The impact velocity in test DLx1-1 is nearly identical to the impact velocity in DLx2-1, and the impact velocity in test DLx1-2 is close to the impact velocity in DLx2-2. By studying the residual velocity of the DLx1 tests we could get a decent estimate of the velocity between the two plates in DLx2-1 and DLx2-2, and thus the velocity at which the bullet struck the rear plate. These datapoints are plotted in Fig. 4 (denoted “DLx1 derived”) and they indicate that the resistance of a plate increases if the bullet has previously perforated a plate. This might be because the brass jacket has been stripped off in the first plate and the mass and kinetic energy associated with the bullet is smaller, or because the fragments and debris from the first plate affect the impact process in the second plate.
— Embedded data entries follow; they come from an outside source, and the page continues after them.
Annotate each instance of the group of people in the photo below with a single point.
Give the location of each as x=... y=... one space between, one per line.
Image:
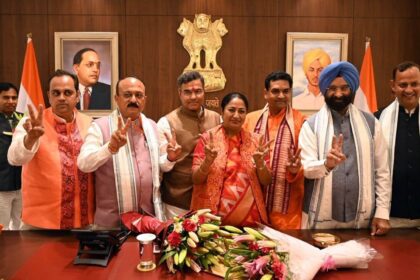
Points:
x=338 y=168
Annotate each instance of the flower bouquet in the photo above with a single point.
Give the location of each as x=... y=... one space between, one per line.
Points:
x=198 y=241
x=306 y=260
x=255 y=256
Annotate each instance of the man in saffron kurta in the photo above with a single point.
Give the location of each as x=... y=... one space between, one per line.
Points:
x=279 y=122
x=55 y=193
x=345 y=160
x=123 y=151
x=186 y=122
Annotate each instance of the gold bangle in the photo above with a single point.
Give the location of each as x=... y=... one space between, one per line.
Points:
x=113 y=152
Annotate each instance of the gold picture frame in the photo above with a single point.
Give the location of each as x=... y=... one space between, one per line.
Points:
x=335 y=45
x=66 y=44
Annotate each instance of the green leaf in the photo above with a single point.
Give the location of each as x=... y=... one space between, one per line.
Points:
x=167 y=255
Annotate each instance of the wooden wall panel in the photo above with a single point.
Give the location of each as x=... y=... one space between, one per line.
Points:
x=21 y=7
x=250 y=51
x=156 y=56
x=83 y=7
x=386 y=8
x=150 y=48
x=389 y=48
x=325 y=8
x=190 y=7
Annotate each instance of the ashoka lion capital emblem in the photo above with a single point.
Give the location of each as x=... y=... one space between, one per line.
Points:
x=204 y=38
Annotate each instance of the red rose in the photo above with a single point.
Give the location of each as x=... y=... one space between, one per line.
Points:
x=189 y=225
x=253 y=246
x=174 y=239
x=201 y=219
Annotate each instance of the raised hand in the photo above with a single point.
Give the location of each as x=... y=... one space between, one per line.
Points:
x=209 y=149
x=335 y=155
x=261 y=151
x=119 y=137
x=173 y=149
x=33 y=126
x=293 y=163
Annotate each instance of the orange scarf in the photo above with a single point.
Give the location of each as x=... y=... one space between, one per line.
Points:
x=53 y=195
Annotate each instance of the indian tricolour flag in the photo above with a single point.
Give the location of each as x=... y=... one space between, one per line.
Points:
x=366 y=94
x=30 y=91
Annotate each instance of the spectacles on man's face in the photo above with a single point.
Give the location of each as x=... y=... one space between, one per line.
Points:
x=334 y=89
x=405 y=85
x=189 y=93
x=137 y=95
x=66 y=92
x=277 y=91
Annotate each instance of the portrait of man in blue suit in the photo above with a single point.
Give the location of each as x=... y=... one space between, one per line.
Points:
x=94 y=95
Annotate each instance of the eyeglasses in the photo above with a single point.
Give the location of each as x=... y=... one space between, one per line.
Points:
x=137 y=95
x=190 y=92
x=57 y=93
x=277 y=91
x=334 y=89
x=405 y=85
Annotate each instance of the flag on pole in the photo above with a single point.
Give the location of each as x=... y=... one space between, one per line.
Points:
x=366 y=94
x=30 y=91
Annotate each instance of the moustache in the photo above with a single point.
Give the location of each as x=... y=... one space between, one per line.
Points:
x=338 y=104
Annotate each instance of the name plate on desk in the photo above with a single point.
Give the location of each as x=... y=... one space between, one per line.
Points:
x=97 y=247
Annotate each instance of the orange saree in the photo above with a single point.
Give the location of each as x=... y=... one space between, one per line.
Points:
x=232 y=189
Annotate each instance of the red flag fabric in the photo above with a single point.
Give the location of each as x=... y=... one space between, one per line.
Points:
x=30 y=91
x=367 y=83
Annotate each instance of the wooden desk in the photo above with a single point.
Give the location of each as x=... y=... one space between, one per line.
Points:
x=49 y=255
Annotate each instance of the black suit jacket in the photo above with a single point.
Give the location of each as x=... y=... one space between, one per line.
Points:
x=10 y=176
x=100 y=97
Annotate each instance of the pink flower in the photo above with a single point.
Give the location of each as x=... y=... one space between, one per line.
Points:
x=244 y=238
x=174 y=239
x=253 y=246
x=329 y=264
x=279 y=268
x=265 y=250
x=189 y=225
x=240 y=259
x=257 y=266
x=201 y=219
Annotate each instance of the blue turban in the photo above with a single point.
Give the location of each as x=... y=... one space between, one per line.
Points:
x=339 y=69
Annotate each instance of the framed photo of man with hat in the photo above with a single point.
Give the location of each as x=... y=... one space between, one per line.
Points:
x=307 y=55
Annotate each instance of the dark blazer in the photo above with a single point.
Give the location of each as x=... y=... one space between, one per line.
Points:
x=100 y=97
x=10 y=176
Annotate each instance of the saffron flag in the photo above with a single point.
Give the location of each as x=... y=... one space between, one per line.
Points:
x=366 y=94
x=30 y=91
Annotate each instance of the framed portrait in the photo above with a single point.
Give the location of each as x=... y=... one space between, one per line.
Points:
x=307 y=55
x=93 y=57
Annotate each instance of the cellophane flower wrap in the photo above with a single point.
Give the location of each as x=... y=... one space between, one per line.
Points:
x=196 y=241
x=306 y=260
x=199 y=241
x=255 y=256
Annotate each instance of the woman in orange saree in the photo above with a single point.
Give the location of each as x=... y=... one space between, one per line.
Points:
x=229 y=167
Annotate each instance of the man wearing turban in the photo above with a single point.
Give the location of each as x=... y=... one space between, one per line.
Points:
x=314 y=61
x=345 y=160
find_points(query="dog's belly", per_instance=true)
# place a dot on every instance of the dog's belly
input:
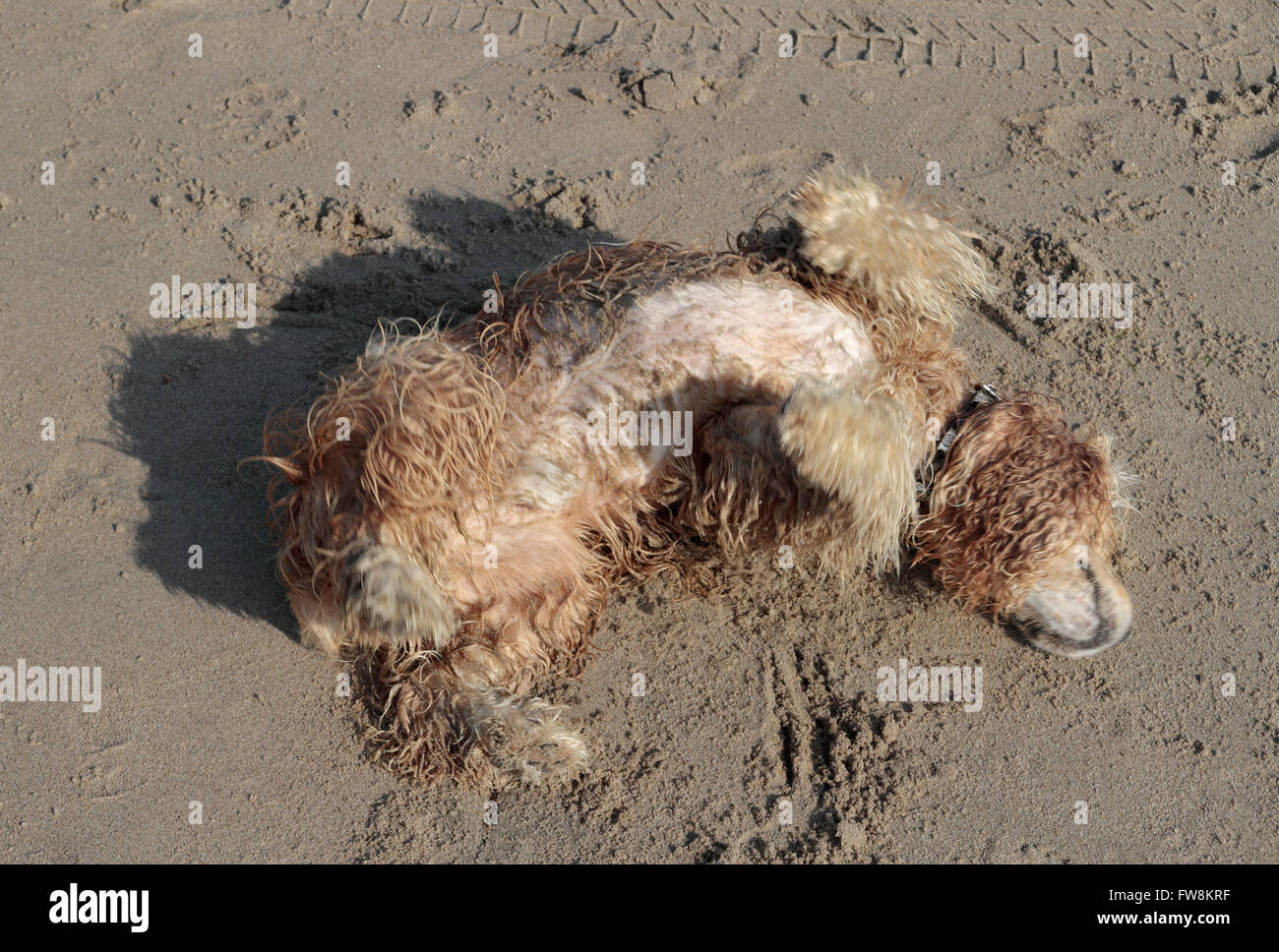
(689, 350)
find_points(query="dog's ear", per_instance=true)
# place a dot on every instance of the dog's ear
(855, 446)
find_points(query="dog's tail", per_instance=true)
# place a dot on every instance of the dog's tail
(911, 261)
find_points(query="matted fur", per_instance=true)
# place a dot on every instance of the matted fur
(436, 450)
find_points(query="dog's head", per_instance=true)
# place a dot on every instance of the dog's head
(1021, 521)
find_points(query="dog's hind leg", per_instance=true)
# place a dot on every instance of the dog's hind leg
(448, 720)
(857, 447)
(392, 598)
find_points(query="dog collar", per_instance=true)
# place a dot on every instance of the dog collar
(985, 393)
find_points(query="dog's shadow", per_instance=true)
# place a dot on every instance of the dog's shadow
(190, 401)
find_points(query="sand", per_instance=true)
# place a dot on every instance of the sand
(759, 700)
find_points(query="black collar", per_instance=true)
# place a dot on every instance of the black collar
(985, 393)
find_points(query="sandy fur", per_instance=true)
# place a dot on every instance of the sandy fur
(811, 358)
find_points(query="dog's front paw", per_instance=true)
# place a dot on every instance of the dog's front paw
(528, 742)
(389, 597)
Additionally, after impacting the first plate, the trajectory of the bullet was generally altered, which could also affect the perforation of the second plate.

3.3. Debris cloud and crack pattern

Figs. 5a and b show high-speed camera images from tests DLx1-2 and DLx2-2, respectively. It is seen in both tests that powdered-like glass fragments were generated quickly after the bullet impacted the glass plates. About 0.020-0.040 ms after contact, the material on the back side of the glass plates shattered, presumably due to tensile stresses. Further, we observed that the fragments travelled in the same direction as the bullet on the back side, and in the opposite direction on the front side. In DLx2-2, the second plate was hit by glass fragments ejected from the first plate. It appears that the combined mass of the fragments is larger than the weight of the bullet. However, since the fragments are highly dispersed, we assume that the local loading effect on the second plate is small compared to the pointed bullet. 

Fig. 6 presents high-speed camera images from all the tests. The images in Fig. 6a are taken from a scaled time equal to t=0.24·(375.5/vi) ms after first bullet-glass contact, i.e., a time where the bullet had perforated the first plate, but not yet the second plate in DLx2. In Fig. 6b, the images are taken from a time in which the bullet had perforated the plates and travelled approximately 175 mm from first contact. Images from the tests where the bullet was embedded in the second plate (DLx2-1 and DLx2-6) are also included and are taken at a time t=1.50 ms after first contact. Note that for the tests DLx2-2 to DLx2-4, the bullet is not visible under the glass fragments, and the approximate position and orientation of the bullet are indicated in red.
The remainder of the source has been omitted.